As fábulas às vezes tem este defeito: fazer o leitor acreditar que ele é que não entendeu direito o que o escritor quis vender.
Abraço,
Auri
Em outras, esta qualidade. Quem saberá?
Obrigado, Auri
Abraço, Rubem
Fábulas são como parábolas, fazem a pessoa pensar por si só e, se forem bem conduzidas, levarão a pessoa a chegar sozinha à mesma conclusão do seu autor, mas que ele rejeitaria se fosse dita abertamente =). Essa aí é muito boa!
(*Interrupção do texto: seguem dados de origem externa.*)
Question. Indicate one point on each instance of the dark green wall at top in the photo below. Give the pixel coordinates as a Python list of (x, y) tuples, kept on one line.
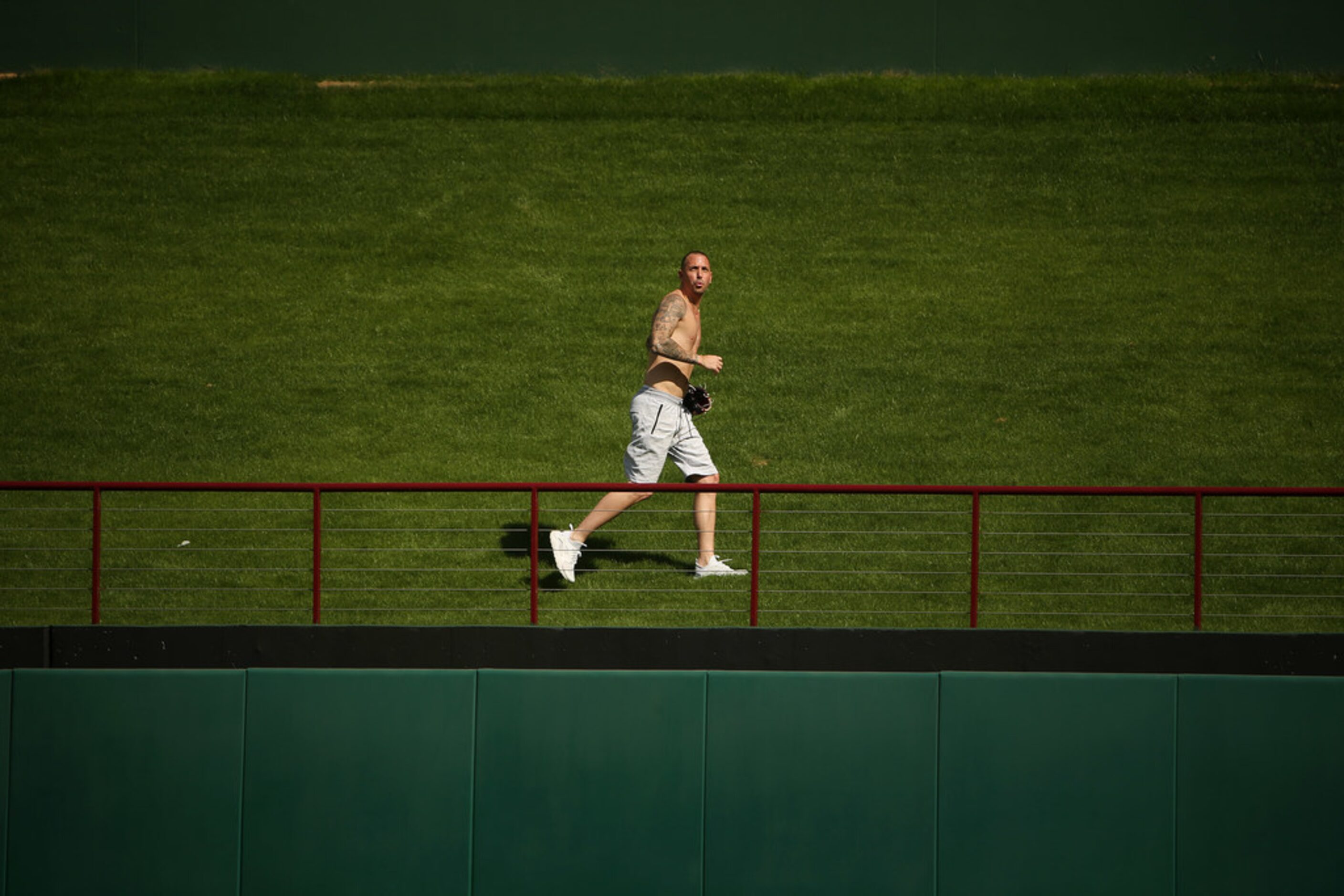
[(676, 782), (613, 37)]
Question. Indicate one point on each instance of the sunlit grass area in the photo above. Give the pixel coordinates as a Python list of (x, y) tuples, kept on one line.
[(1094, 281)]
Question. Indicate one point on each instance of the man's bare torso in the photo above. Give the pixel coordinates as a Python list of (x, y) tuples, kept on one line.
[(666, 374)]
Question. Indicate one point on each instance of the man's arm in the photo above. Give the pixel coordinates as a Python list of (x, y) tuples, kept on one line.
[(671, 311)]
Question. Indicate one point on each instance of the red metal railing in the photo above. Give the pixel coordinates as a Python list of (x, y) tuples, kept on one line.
[(974, 550)]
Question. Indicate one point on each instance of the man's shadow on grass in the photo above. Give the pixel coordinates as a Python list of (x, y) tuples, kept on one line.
[(516, 541)]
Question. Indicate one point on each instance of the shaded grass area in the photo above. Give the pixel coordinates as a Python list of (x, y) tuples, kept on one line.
[(1097, 281)]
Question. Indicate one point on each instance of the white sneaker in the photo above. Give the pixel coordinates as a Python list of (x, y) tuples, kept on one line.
[(566, 552), (715, 567)]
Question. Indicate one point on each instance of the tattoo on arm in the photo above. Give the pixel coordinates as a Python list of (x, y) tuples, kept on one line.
[(661, 342)]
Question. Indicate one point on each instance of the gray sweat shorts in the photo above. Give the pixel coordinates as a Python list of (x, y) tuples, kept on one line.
[(661, 429)]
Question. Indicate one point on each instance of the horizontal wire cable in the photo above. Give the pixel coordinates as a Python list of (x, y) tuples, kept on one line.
[(773, 511), (1270, 615), (849, 613), (1273, 575), (1291, 516), (1276, 557), (639, 610), (379, 589), (108, 510), (436, 609), (1081, 574), (1273, 535), (292, 589), (587, 590), (1144, 513), (43, 570), (200, 528), (1088, 554), (1084, 594), (1082, 613), (963, 573), (1094, 535), (206, 570), (959, 592), (1239, 595)]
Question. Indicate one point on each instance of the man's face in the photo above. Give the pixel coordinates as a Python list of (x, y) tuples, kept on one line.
[(697, 274)]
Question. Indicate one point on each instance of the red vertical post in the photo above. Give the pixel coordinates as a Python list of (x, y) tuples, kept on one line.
[(975, 559), (1199, 561), (534, 534), (756, 555), (96, 597), (317, 557)]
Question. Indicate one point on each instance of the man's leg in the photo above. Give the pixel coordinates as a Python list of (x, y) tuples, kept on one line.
[(612, 506), (706, 512), (567, 546)]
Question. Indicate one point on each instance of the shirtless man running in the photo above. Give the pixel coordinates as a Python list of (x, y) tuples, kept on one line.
[(662, 427)]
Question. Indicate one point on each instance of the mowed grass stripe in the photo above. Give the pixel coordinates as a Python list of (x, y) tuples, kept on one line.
[(1097, 281)]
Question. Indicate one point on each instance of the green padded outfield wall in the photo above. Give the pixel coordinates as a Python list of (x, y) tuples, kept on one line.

Ah, perdão por ter comido o final do seu sobrenome, eu tava em viagem e postei numa lan house meio corrido. Também está uma mudança nesse gerenciamento da página, e aí eu me atrapalho às vezes. Agora consertei.
Henrique,
Um equívoco que transforma o sobrenome de um escritor num objeto de escrita é quase mágico. Tudo bem! E, sim, compor fábulas demanda muita elaboração: para o efeito que referiste, há umas doze, quinze versões antes da publicação (trocando um termo aqui, outro ali). Uma delícia de trabalho.
Abraços, grato, Rubem
Essa fábula é mesmo muito boa, sempre pertinente. Abraço!
A fábula original é uma das minhas preferidas. E cabe muito em nossos complicados tempos, Marco.
Grato, abração!
Gostei, divertido. Abraço!
Obrigado, Daniel! Divertir é bom êxito.